Assim que seu personagem soprou a poeira dos documentos que havia encontrado, o escritor teve um grave acesso de tosse. Cianótico, parou de respirar e não mais escreveu. O conto, incompleto, tornou-se a causa de sua morte. Jamais se esclareceu se os documentos estavam envenenados ou se houve apenas uma reação alérgica. O autor do sopro não pôde ser indiciado.

 

 

 

 

 

Menina Sirena

 

Era uma menina alegre e vivia cantando até encontrar aquela concha. Nascida longe do mar, aquilo lhe pareceu um "presente muito especial". Só que, desde então, não mais sorriu nem cantou.

 

A pequena peça branca lhe trazia sonhos maus. Olhando-a, sabia que fracassara. Sua alma era inundada por um sentimento terrível junto à imagem daquele homem amarrado ao mastro do navio, surdo ao seu canto, imune à sua sedução.

 

 

 

 

 

Absurdo

 

Um virus desconhecido disseminou-se através dos aparelhos celulares causando surdez absoluta e quase imediata nos habitantes da cidade. Entretanto as pessoas podiam ser vistas com seus telefones ao ouvido, gesticulando e falando, como de hábito, sem que percebessem o ocorrido.

 

Muito tempo antes da contaminação a imensa maioria já havia desaprendido o escutar.

 

 

 

 

 

A boa ação

 

Crescera entre mulheres solitárias e conhecia suas dores. No lugar onde vivia, elegeu duas solteironas e passou a enviar-lhes cartas de amor. Na madrugada, deixava sob as soleiras seu presente amoroso, ora contendo uma flor, às vezes antigo e sugestivo cromo. Quando as via de soslaio entre as cortinas, debruçadas nas sacadas ou saindo às ruas com um sorriso nos lábios, voltava à casa satisfeito. Foi assim até sentir-se cansado e doente. Precisava encerrar a corte solitária sem causar sofrimento. Suas últimas cartas foram entregues, acompanhadas de um bom-bom delicadamente impregnado com cianureto.

 

 

 

 

 

Jack, o escritor

 

Sempre desconfiou de algo sombrio no passado do pai.

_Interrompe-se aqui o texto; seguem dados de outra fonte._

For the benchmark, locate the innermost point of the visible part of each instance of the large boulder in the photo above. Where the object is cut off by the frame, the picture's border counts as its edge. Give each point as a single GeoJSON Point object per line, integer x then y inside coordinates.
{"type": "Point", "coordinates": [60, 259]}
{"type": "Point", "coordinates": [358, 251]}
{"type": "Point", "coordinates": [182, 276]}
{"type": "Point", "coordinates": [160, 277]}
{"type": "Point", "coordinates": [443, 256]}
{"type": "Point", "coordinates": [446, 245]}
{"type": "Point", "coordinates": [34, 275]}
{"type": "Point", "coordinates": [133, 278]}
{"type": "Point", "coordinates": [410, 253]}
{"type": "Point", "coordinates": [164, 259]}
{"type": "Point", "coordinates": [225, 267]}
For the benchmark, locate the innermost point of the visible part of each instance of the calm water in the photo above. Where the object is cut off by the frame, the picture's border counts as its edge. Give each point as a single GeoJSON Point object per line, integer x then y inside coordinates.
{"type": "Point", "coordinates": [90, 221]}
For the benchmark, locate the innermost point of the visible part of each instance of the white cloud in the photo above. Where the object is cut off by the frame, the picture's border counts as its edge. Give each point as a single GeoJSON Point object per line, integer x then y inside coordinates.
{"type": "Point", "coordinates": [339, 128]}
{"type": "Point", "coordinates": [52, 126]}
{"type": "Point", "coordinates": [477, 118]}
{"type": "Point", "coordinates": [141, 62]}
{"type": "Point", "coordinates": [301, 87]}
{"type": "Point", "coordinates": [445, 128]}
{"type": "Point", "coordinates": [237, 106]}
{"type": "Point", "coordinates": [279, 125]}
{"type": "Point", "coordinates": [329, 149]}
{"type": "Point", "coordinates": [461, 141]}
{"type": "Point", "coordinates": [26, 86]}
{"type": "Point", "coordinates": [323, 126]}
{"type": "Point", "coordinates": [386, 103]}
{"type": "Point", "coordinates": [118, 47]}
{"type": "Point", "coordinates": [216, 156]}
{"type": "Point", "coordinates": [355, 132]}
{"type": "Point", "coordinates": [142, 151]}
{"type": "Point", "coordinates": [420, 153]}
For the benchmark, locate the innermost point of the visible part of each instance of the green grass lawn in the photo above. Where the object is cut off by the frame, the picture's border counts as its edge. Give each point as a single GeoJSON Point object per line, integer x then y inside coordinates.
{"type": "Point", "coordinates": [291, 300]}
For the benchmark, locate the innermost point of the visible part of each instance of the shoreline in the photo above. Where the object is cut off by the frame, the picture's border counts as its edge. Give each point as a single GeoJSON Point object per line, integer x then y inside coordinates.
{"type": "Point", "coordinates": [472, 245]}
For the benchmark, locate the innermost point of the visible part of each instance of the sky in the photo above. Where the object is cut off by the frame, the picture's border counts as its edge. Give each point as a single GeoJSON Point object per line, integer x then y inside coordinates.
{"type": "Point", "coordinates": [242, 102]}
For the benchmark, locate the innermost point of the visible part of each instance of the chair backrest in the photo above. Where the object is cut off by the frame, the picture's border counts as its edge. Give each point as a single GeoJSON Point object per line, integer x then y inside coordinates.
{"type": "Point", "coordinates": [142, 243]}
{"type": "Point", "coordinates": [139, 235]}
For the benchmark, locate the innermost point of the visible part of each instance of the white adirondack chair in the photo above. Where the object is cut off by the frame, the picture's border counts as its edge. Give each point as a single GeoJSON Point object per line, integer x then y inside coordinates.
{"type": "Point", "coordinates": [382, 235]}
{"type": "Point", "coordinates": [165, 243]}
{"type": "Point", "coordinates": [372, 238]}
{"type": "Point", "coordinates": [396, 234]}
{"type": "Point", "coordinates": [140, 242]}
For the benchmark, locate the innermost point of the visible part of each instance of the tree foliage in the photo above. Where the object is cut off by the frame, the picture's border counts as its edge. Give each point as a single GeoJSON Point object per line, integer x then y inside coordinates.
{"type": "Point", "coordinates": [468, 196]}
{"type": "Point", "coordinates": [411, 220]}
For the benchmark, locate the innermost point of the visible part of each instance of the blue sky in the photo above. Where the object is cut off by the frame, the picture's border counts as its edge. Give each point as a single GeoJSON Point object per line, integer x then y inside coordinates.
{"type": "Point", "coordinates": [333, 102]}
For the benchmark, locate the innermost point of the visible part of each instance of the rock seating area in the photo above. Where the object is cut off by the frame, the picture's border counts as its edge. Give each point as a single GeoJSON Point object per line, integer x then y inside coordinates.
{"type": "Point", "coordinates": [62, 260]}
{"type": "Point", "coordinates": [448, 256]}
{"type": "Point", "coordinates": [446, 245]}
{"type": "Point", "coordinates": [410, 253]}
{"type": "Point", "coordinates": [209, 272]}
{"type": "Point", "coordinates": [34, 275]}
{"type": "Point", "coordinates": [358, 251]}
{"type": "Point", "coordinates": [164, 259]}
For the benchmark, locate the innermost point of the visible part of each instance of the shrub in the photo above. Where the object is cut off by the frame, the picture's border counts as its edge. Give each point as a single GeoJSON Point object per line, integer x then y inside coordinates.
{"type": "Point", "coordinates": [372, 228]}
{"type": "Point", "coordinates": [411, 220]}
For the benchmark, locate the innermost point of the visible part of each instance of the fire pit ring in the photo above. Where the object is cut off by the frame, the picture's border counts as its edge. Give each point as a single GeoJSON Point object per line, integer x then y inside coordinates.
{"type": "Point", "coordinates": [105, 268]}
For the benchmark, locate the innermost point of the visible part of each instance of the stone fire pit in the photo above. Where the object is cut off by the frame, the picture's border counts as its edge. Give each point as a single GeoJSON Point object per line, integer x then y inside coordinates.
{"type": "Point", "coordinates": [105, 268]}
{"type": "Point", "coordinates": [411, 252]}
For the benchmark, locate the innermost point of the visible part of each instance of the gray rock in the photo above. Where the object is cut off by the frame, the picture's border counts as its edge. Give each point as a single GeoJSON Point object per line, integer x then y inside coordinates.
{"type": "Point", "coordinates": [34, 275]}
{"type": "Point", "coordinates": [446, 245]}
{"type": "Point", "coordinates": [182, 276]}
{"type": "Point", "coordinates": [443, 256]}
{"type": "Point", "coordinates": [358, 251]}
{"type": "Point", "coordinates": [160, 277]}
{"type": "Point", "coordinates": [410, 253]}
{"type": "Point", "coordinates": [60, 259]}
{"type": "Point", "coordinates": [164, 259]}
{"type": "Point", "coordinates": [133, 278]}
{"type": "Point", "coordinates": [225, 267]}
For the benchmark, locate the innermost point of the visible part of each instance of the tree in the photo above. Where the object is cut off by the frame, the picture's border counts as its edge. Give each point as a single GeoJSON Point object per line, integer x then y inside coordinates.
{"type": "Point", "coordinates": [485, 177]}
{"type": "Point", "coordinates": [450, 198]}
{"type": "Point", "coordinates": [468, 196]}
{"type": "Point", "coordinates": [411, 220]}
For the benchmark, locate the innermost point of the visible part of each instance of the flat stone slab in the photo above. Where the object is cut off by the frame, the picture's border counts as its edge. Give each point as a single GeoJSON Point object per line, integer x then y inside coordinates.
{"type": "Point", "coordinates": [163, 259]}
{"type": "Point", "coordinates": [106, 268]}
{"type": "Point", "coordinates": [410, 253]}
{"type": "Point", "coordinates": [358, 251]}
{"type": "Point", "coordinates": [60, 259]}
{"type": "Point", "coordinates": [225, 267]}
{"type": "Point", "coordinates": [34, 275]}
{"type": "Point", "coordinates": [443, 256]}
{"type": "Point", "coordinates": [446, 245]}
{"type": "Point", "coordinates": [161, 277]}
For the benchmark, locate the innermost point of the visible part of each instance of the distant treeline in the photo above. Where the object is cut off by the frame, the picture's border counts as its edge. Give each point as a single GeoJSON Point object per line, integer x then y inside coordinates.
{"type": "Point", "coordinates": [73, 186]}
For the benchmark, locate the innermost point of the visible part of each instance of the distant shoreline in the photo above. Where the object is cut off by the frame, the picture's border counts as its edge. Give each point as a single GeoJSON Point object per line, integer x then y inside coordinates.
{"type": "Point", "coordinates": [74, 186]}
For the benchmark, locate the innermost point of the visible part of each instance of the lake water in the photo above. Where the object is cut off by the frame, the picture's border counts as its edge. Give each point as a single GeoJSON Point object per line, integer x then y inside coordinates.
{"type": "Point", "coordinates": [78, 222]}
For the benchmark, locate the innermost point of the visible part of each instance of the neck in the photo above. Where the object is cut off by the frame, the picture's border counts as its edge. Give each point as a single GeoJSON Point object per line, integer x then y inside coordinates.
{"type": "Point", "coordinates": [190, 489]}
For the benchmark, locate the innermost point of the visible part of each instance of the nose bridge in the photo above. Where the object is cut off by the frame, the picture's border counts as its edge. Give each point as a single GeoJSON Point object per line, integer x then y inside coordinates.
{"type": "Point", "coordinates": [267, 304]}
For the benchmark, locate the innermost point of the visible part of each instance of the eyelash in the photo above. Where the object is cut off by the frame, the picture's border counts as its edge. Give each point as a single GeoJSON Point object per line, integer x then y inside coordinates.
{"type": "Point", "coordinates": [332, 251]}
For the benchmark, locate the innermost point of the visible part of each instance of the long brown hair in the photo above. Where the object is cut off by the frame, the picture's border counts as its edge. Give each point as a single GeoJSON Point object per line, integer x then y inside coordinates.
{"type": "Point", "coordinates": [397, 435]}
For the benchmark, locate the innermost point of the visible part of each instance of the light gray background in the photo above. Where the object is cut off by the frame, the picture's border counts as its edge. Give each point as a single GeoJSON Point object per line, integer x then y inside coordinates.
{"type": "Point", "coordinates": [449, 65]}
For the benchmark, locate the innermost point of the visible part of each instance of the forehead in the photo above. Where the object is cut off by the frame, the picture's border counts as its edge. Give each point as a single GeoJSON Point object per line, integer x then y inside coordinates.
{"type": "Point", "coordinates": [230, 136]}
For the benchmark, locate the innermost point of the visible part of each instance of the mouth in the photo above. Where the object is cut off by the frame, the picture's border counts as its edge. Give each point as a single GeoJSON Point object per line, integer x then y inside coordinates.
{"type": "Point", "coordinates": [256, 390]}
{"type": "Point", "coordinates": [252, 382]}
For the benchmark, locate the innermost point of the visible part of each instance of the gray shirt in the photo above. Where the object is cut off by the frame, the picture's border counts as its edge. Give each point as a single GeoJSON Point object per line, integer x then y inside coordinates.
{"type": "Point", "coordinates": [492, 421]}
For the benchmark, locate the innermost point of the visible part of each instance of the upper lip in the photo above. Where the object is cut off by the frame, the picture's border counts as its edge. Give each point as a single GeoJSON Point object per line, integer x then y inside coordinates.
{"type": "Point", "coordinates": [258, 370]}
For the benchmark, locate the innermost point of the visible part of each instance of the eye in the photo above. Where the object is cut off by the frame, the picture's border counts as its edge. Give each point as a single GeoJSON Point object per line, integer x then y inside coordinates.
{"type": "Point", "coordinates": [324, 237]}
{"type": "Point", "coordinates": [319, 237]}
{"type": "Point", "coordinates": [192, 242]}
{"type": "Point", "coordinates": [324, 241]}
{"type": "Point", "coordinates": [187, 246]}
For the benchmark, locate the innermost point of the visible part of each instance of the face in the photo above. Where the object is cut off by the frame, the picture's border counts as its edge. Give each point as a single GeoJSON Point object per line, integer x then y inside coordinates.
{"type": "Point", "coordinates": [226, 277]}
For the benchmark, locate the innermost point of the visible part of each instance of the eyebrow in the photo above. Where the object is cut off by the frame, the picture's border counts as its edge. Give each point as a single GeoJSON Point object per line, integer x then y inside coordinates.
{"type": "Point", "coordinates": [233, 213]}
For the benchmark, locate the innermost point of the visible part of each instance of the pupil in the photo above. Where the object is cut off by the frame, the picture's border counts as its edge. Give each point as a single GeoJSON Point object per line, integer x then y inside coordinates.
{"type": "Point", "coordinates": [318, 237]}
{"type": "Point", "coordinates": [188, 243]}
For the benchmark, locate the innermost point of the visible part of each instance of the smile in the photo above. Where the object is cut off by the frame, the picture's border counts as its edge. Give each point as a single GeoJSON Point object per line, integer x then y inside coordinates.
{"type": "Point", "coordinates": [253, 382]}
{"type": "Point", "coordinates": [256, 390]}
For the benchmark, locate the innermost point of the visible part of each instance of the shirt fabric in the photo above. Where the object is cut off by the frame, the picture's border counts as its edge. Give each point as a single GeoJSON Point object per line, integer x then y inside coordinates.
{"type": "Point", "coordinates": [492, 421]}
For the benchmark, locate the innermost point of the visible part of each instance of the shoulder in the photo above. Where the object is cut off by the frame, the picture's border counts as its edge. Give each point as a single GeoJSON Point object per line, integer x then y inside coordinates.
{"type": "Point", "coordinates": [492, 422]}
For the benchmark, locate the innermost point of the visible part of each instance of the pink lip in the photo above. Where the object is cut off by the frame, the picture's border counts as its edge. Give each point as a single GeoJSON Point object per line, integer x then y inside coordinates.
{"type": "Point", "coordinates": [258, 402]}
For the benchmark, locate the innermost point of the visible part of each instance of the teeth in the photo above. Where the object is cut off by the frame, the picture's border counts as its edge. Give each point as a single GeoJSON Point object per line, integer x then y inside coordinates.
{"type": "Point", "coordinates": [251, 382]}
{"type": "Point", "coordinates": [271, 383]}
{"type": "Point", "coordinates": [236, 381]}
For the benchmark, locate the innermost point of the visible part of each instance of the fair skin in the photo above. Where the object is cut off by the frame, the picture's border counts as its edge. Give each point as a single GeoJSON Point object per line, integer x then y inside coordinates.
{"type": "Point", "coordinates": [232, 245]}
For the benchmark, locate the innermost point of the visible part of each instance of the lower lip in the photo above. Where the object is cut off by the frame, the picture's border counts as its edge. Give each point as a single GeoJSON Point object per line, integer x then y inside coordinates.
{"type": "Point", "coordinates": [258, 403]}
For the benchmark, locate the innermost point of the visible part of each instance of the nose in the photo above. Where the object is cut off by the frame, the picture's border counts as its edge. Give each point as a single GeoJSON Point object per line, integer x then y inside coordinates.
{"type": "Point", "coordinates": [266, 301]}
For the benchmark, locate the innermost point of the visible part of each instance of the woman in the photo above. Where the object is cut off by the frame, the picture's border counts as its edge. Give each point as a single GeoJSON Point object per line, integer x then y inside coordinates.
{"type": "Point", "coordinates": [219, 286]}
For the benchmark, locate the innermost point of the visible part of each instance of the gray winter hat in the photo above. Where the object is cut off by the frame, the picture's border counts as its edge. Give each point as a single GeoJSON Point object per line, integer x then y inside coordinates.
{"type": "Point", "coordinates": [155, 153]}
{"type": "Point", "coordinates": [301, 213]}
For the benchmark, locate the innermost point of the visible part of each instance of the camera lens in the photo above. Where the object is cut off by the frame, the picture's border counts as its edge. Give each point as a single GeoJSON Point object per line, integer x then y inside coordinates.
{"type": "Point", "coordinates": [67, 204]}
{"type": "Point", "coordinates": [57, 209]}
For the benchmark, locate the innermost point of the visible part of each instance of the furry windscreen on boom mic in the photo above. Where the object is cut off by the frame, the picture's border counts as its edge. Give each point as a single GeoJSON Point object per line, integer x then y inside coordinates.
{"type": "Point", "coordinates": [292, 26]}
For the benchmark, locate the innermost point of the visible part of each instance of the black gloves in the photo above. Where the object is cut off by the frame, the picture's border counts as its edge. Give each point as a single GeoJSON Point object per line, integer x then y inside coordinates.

Chegando à adolescência, depois que ficou órfão, começou a ter impulsos estranhos e perturbadores. Passou a escrever contos terríveis cujas vítimas eram mulheres impiedosamente destroçadas nos becos da cidade. Sentia intenso prazer enquanto escrevia e muita paz ao terminar cada história. Embora não compreendesse bem o que ocorria, tinha certeza de que esta era a melhor forma de exorcizar seus perigosos instintos.

 

(imagens ©sight)

 

 

 

 

 

Angela Schnoor (Rio de Janeiro/RJ). Psicóloga, publicou os primeiros minitextos em 2001, nos "300 toques" do fanzine Falaê. Colabora com Minguante e Veredas, revistas eletrônicas, dedicadas à minificção e edita o blogue Microargumentos, uma publicação exclusiva de seus minicontos, também editados na Espanha, Argentina, e Itália. Participou das coletâneas Contos de algibeira, da editora Casa Verde-RS, e Entrelinhas, organizada pela Editora Andross-SP. Tem contos publicados na Letrário Editora — consultoria em língua Portuguesa; o e-book Na barca de Caronte, publicado por pela revista Minguante e Anima — contos femininos, publicado no site Calaméo. Em junho de 2008, pelo Espaço SESC, promoveu e organizou o primeiro evento sobre minicontos do Rio de Janeiro, "Minicontos e muito menos", com a participação de Laís Chaffe e Marcelo Spalding, escritores gaúchos. Edita o blogue Ideália, dedicado a contos e poemas.